[R] Random Seed Location

Sun Mar 4 19:18:32 CET 2018

On Mon, Feb 26, 2018 at 3:25 PM, Gary Black <gwblack001 at sbcglobal.net>
wrote:

(Sorry to be a bit slow responding.)

You have not supplied a complete example, which would be good in this 
case because what you are suggesting could be a serious bug in R or a 
package. Serious journals require reproducibility these days. For 
example, JSS is very clear on this point.

To your question
 > My question simply is:  should the location of the set.seed command 
matter,
 > provided that it is applied before any commands which involve randomness
 > (such as partitioning)?

the answer is no, it should not matter. But the proviso is important.

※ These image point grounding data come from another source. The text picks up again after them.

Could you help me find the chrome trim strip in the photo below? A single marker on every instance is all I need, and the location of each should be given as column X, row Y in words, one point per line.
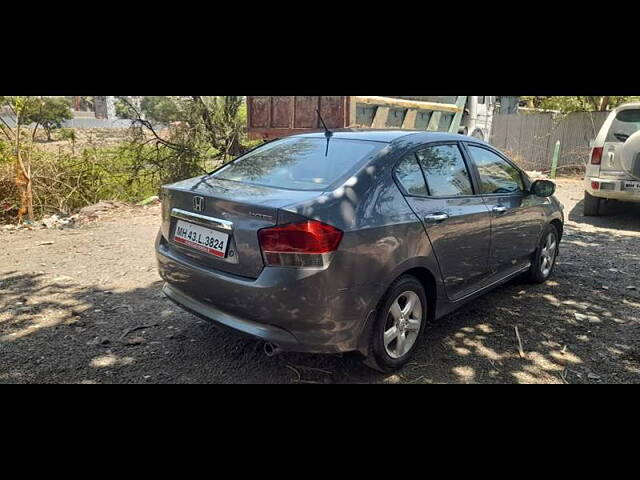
column 202, row 219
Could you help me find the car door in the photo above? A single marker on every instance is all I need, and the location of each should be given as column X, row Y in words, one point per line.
column 439, row 189
column 517, row 217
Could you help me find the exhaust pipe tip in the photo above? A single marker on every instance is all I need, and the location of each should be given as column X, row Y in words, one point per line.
column 271, row 349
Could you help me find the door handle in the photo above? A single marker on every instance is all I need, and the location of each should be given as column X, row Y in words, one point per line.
column 436, row 217
column 499, row 210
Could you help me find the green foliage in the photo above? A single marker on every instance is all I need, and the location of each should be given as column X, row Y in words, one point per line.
column 203, row 132
column 568, row 104
column 48, row 112
column 5, row 153
column 68, row 134
column 165, row 110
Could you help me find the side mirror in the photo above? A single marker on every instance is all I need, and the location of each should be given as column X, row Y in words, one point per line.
column 543, row 188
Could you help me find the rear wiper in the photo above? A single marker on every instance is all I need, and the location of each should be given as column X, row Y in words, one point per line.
column 327, row 133
column 621, row 136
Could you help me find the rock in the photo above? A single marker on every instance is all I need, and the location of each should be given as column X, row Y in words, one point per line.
column 63, row 278
column 590, row 318
column 58, row 221
column 149, row 200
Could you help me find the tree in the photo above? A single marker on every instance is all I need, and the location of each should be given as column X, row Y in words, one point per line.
column 26, row 115
column 48, row 112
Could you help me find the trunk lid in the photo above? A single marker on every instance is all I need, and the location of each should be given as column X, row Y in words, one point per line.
column 617, row 160
column 233, row 208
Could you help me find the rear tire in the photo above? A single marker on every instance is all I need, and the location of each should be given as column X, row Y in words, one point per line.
column 399, row 323
column 546, row 254
column 592, row 206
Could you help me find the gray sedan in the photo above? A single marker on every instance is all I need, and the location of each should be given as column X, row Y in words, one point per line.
column 353, row 240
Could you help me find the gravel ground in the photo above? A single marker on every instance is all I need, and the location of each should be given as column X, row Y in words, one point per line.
column 75, row 309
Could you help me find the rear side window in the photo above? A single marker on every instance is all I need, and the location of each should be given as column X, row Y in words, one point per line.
column 626, row 123
column 496, row 174
column 409, row 174
column 299, row 163
column 445, row 171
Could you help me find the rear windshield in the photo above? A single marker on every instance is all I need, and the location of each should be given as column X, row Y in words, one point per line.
column 626, row 123
column 298, row 163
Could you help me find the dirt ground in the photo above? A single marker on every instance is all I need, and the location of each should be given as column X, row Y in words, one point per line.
column 74, row 308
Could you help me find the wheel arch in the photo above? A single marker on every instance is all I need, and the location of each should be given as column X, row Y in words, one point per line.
column 428, row 281
column 559, row 226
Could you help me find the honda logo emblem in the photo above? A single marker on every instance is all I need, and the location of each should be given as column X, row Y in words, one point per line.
column 198, row 204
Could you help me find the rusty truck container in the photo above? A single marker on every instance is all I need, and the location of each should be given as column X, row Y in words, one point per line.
column 271, row 117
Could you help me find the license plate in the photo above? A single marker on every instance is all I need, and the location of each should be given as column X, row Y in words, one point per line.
column 201, row 238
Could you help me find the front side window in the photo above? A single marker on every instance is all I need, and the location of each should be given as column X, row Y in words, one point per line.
column 409, row 174
column 299, row 163
column 496, row 174
column 445, row 171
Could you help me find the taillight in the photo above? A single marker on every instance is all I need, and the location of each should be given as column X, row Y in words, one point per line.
column 596, row 156
column 304, row 244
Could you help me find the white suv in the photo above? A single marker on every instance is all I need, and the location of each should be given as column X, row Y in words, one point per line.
column 613, row 172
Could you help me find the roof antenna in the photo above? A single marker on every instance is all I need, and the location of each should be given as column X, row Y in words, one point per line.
column 327, row 133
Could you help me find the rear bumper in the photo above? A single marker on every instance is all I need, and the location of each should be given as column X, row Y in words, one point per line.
column 267, row 333
column 612, row 189
column 297, row 309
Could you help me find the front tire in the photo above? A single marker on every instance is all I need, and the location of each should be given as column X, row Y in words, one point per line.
column 545, row 257
column 592, row 206
column 399, row 324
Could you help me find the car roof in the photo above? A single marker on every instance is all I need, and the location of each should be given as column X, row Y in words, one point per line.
column 389, row 136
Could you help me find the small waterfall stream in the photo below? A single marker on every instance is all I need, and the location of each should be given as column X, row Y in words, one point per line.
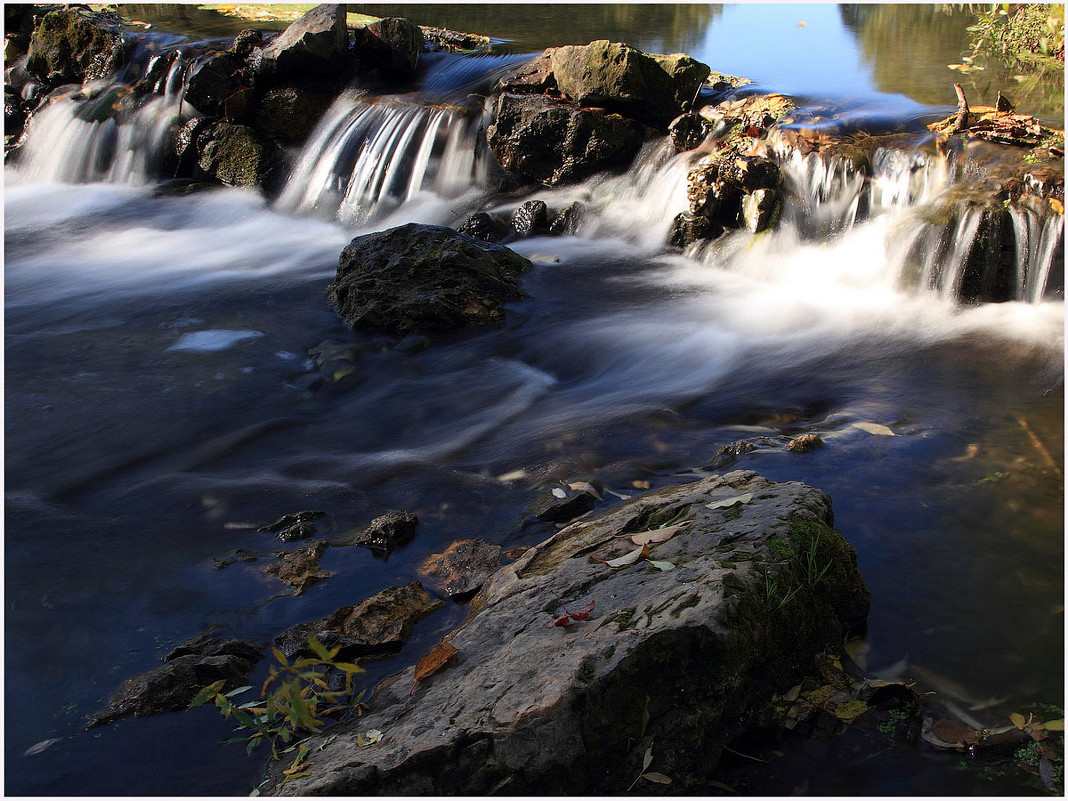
column 176, row 379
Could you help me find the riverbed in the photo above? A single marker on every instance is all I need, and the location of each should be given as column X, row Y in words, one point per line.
column 163, row 399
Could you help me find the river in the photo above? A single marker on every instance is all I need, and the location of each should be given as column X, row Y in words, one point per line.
column 162, row 395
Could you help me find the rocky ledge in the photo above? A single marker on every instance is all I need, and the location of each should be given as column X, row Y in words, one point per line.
column 638, row 641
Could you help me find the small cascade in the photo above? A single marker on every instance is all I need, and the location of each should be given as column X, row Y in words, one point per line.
column 642, row 203
column 365, row 159
column 1039, row 252
column 99, row 134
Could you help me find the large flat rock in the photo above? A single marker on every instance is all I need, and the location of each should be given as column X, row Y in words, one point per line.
column 675, row 659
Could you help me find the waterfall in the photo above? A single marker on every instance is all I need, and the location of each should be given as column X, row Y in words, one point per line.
column 365, row 159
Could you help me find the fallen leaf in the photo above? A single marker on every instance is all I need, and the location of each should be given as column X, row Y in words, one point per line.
column 657, row 535
column 628, row 559
column 434, row 661
column 586, row 487
column 725, row 502
column 876, row 428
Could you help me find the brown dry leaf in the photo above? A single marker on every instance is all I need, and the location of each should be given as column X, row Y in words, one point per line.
column 953, row 732
column 657, row 535
column 434, row 661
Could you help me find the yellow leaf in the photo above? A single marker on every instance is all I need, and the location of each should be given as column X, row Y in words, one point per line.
column 657, row 535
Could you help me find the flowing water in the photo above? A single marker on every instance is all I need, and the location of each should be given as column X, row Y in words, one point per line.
column 163, row 396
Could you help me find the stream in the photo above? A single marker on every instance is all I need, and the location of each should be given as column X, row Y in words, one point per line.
column 163, row 399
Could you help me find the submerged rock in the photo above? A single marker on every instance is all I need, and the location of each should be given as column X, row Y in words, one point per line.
column 425, row 278
column 299, row 568
column 462, row 568
column 198, row 662
column 376, row 626
column 568, row 670
column 234, row 155
column 624, row 79
column 388, row 532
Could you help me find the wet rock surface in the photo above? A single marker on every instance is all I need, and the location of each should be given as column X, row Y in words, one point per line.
column 74, row 45
column 569, row 669
column 552, row 142
column 388, row 532
column 198, row 662
column 392, row 44
column 374, row 627
column 299, row 568
column 417, row 278
column 462, row 568
column 315, row 44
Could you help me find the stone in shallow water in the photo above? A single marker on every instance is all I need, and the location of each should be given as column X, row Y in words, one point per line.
column 374, row 627
column 677, row 659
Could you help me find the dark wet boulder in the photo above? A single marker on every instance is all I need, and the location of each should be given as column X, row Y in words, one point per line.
column 804, row 443
column 758, row 209
column 75, row 45
column 198, row 662
column 299, row 568
column 579, row 658
column 293, row 111
column 213, row 80
column 392, row 44
column 552, row 142
column 534, row 76
column 235, row 155
column 531, row 218
column 377, row 626
column 388, row 532
column 442, row 40
column 567, row 220
column 688, row 130
column 315, row 44
column 294, row 525
column 625, row 79
column 687, row 229
column 481, row 225
column 562, row 504
column 461, row 568
column 421, row 278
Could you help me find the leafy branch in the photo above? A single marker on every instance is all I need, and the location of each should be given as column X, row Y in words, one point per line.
column 301, row 699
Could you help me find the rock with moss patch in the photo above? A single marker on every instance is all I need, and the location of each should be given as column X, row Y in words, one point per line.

You can determine where things are messing up using something like

  set.seed(654321)
  zk <- RNGkind()        # [1] "Mersenne-Twister" "Inversion"
  zk
  z <- runif(2)
  z
  set.seed(654321)

  #  install.packages(c('caret', 'ggplot2', 'e1071'))
  library(caret)
  all(runif(2)  == z)   # should be true but it is not always

  set.seed(654321)
  library(ggplot2)
  all(runif(2)  == z)   # should be true

  set.seed(654321)
  library(e1071)
  all(runif(2)  == z)   # should be true

  all(RNGkind() == zk)  # should be true

On my computer package caret seems to sometimes, but not always, do 
something that advances or changes the RNG. So you will need to set the 
seed after that package is loaded if you want reproducibility.

As Bill Dunlap points out, parallel can introduce much more complicated 
issues. If you are in fact using parallel then we really need a new 
thread with a better subject line, and the discussion will get much messier.

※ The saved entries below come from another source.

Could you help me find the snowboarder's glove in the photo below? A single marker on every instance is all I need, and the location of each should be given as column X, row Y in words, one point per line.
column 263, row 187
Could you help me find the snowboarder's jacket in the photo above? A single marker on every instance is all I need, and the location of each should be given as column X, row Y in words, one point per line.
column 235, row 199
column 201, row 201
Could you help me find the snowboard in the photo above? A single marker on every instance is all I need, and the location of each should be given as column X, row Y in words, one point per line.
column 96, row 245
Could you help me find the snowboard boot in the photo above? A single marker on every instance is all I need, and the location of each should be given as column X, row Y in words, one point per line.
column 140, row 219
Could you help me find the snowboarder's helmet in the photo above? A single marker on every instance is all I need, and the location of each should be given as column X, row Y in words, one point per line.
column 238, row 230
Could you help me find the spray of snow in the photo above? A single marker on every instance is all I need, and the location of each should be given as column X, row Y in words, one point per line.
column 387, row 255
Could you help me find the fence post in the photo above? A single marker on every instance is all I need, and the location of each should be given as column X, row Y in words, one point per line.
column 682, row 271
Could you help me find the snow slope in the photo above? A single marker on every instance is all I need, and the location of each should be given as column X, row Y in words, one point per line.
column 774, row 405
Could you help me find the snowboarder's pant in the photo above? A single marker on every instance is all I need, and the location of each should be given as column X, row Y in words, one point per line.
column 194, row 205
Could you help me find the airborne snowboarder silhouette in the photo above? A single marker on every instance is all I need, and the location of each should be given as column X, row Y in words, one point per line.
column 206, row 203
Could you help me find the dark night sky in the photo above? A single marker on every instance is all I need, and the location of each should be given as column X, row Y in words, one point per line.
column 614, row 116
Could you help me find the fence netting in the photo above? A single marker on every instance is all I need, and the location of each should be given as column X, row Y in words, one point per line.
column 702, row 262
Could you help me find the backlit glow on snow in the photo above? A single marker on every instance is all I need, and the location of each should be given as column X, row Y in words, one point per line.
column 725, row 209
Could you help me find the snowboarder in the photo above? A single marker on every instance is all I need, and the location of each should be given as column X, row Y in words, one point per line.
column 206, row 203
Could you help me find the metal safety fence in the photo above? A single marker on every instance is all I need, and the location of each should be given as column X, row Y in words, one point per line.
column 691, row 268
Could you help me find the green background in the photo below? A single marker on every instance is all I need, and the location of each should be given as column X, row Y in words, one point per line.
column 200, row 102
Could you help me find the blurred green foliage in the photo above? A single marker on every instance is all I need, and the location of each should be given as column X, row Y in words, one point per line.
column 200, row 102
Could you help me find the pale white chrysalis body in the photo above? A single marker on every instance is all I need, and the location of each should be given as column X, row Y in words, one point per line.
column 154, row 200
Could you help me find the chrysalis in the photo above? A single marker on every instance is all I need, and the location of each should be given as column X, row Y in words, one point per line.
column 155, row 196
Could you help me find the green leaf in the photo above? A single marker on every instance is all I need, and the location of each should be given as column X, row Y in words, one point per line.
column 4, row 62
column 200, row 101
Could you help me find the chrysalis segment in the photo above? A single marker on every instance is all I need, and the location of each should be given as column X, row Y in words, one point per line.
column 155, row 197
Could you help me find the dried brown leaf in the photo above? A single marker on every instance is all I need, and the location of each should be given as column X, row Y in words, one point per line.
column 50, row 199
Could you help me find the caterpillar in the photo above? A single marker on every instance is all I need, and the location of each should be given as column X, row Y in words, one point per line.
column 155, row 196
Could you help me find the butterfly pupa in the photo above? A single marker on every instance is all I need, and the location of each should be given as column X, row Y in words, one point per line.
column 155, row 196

The short answer is that, yes you should be able to get reproducible 
results with parallel computing. If you cannot then you are almost 
certainly doing something wrong. To publish you really must have 
reproducible results.

In the example that Bill gave, I think the problem is that set.seed() 
only resets the seed in the main thread, the nodes continue to operate 
with unreset RNG. To demonstrate this to yourself you can do

  library(parallel)
  cl <- parallel::makeCluster(3)
  parallel::clusterCall(cl, function()set.seed(100))
  parallel::clusterCall(cl, function()RNGkind())
  parallel::clusterCall(cl, function()runif(2)) # similar result from 
all nodes
                                                # [1] 0.3077661 0.2576725

However, do *NOT* do that in real work. You will be getting the same RNG 
stream from each node. If you are using random numbers and parallel you 
need to read a lot more, and probably consider a variant of the 
"L'Ecuyer" generator or something designed for parallel computing.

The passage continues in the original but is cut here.